Nein, dieses Mal gehts um die bei uns wirklich allgemein als verwerflich angesehene Zensur der Chinesen, Iraner und anderer Diktaturen, die ihre Leute nicht auf regierungskritische Medien zugreifen lassen.
Schade ist allerdings, dass sie beim Spiegel nicht schreiben, dass das alles zusammenhängt. Dass sämtliche Bemühungen, den Chinesen beim Anonymisieren zu helfen darauf angewiesen sind, dass man sich auch hier anonym im Netz bewegen darf. Sobald man die Möglichkeit hat, im Anonymisierungssystem "Free Tibet" von "Free Porn" zu unterscheiden und das ganze auch noch regional dem Konsumenten zuordnen soll, haut das ganze halt nicht mehr hin. Ausserdem kranken Zensurversuche in internationalen Netzen immer daran, "moralisch Verwerfliches" übereinstimmend zu definieren.
So sind also die Chinesen darauf angewiesen, dass im freieren Westen genügend Anonymisierungsdienste angeboten werden. Irgendjemand muss ja den ganzen regierungskritischen Verkehr routen.
Bei der derzeitigen Situation in Europa ist dieses Angebot allerdings stark gefährdet.
Zum einen wird jetzt schon jeder Anbieter von Anonymisierung vom deutschen Staat kritisch beäugt und sobald irgendwas Verbotenes aus seinem Rechner kommt auch
gerne Mal heimgesucht.
Zum anderen wird der Betrieb von Anonymisierern durch die bevorstehende Vorratsdatenspeicherung ziemlich erschwert, vermutlich sogar unmöglich gemacht. Man braucht schon viel Speicherplatz, um jede Zuordnung von Quell-IP und Ziel-IP ein halbes Jahr aufzuheben. Die Glaubwürdigkeit eines Anonymisierungsnetzes wird sicher auch darunter leiden, wenn der User damit dem deutschen Staat vertrauen muss, dass er niemals Daten an die Chinesen übermittelt und ihn damit ans Messer liefert. Nichtmal wenn die uns dafür eine Magnetschwebebahn abkaufen oder einen Terroristen dafür ausliefern oder so...
Und so macht unser Bedürfnis nach Sicherheit und Kontrolle des Internets, das natürlich auch in gewissem Umfang berechtigt ist, die Möglichkeit der Chinesen auf freie Meinungsbildung kaputt. Diesen Umstand kann man sehen wie man will, egal wie man entscheidet, man opfert immer irgendein berechtigtes Anliegen. Aber den Zusammenhang sollte man einfach häufiger und deutlicher erwähnen und vor allem bei der Abwägung von Nutzen und Schaden der Sicherheitsmassnahmen mit einkalkulieren.

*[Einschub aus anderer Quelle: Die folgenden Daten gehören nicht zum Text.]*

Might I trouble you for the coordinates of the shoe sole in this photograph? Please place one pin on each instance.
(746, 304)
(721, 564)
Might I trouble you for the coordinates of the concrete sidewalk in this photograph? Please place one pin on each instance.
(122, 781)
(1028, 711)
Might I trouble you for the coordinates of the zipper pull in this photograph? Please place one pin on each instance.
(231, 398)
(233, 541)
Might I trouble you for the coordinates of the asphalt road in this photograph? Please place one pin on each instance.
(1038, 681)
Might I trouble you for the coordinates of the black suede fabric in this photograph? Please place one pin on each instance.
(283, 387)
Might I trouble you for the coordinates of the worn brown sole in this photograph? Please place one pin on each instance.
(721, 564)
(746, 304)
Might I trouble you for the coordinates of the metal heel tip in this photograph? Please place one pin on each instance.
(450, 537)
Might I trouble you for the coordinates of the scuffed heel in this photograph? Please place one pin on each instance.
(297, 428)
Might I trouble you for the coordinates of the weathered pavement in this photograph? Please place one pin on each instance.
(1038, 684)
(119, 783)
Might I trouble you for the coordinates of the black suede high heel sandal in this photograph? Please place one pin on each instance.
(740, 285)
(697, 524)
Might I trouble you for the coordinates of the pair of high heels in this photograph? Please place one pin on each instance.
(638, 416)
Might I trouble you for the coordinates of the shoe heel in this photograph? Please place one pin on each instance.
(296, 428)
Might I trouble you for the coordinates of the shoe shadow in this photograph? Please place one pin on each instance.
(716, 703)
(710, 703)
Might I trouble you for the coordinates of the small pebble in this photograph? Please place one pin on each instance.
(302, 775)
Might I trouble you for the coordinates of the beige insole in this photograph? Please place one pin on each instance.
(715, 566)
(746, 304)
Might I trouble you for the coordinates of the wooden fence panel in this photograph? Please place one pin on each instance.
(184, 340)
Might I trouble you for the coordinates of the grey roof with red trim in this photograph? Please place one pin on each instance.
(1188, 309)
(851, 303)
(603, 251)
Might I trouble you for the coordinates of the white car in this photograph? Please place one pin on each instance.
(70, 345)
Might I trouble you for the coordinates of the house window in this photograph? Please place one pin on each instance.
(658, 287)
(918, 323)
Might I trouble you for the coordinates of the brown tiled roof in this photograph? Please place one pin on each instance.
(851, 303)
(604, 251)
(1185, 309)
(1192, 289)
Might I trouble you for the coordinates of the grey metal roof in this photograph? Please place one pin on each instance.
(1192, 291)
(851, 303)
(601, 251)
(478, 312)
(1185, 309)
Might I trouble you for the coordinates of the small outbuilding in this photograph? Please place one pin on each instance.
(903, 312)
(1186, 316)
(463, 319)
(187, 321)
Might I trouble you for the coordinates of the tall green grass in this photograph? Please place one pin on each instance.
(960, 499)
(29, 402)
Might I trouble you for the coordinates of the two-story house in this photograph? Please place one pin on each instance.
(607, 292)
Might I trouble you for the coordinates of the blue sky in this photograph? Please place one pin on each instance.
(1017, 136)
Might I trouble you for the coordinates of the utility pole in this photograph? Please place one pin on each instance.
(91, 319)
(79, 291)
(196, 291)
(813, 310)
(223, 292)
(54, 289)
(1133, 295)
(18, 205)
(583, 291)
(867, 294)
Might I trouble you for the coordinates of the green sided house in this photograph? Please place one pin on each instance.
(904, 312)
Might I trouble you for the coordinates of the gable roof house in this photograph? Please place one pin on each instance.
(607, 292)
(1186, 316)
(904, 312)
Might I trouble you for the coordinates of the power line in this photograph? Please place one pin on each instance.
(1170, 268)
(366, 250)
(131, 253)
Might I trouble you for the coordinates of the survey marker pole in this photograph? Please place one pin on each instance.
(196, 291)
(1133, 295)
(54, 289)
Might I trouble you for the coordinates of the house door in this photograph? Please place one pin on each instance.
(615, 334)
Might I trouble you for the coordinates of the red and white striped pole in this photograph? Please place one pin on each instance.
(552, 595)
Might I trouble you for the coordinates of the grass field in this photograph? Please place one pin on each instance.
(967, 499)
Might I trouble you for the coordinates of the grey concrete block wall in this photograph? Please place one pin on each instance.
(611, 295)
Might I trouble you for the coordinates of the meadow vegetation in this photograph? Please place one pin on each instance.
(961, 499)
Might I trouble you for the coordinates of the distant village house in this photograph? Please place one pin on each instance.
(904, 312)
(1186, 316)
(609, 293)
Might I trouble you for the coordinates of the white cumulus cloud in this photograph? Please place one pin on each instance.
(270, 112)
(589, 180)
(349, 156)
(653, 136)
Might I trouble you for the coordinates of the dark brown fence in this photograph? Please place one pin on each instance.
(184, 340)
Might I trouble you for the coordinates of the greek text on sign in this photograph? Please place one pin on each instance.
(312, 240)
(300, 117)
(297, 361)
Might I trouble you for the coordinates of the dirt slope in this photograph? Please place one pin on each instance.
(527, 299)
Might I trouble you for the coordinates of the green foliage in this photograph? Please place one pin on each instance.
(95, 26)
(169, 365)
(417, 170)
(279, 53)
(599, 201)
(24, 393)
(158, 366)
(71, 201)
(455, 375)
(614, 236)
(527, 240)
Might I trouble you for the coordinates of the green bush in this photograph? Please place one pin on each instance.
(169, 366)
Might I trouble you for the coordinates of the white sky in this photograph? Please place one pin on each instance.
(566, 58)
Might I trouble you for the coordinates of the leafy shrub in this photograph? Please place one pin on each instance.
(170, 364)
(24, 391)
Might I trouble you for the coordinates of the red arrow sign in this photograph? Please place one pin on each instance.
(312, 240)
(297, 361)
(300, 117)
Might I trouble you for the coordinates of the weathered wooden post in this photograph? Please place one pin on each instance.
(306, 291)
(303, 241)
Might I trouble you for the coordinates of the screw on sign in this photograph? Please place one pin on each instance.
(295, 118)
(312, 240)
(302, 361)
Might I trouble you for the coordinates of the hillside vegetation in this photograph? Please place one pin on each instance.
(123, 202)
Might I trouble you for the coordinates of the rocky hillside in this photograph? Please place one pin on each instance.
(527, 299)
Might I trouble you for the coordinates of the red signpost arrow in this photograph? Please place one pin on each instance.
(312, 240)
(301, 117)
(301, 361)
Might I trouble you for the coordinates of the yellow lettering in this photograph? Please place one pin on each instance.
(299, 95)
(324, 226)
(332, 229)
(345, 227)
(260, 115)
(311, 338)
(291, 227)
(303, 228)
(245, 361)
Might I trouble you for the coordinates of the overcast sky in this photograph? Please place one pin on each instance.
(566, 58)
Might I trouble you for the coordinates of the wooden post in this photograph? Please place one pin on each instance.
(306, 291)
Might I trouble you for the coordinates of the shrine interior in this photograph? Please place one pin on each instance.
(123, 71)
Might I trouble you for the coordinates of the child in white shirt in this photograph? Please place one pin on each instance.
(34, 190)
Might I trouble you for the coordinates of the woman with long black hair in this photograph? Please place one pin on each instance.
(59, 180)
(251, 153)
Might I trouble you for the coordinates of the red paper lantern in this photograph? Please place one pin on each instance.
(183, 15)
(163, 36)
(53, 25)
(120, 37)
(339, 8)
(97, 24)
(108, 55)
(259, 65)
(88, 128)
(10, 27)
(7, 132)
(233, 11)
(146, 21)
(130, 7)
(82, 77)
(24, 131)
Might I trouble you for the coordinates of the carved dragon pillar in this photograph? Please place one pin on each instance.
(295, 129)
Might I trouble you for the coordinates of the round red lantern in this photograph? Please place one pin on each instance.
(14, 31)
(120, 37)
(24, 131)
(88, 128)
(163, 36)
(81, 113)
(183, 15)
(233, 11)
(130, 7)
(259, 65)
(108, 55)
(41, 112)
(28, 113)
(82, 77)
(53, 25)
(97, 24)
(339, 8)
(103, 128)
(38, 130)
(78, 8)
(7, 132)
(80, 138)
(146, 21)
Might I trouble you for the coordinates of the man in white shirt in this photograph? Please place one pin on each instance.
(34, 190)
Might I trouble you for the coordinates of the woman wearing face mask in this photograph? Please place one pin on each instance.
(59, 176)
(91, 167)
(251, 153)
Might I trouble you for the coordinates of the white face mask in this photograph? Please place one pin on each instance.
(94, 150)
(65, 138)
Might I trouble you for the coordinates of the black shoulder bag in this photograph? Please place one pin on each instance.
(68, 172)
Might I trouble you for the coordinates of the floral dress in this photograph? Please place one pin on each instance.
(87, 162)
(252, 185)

In der Darstellung des Tor-Netzwerkes irrt der Spiegel übrigens. Die träge Geschwindigkeit ist nicht die systembedingte Folge der "
indirekten Versendung der Datenpakete" sondern liegt einfach daran, dass zu viele Nutzer zu wenigen Serverbetreibern gegenüberstehen. Ob die sich dort alle wegen der Freiheit für Tibet tummeln oder eher auf der Suche nach Freien Downloads sind, sei mal dahingestellt...
Der Satz "
Der Eingangsknoten verwaltet alle verwendeten Server, er ist sozusagen das Telefonbuch von Tor" muss ein Verständnisfehler sein, der Eingangsknoten ist nicht das "Telefonbuch", was allerdings nichts an der Tatsache ändert, dass Tor relativ leicht zu blocken ist. Ein Staat, der tausende von Webseiten sperrt, hat auch mit tausend Tor-Nodes sicher kein Problem. Eigentlich komisch, dass er davon keinen Gebrauch macht.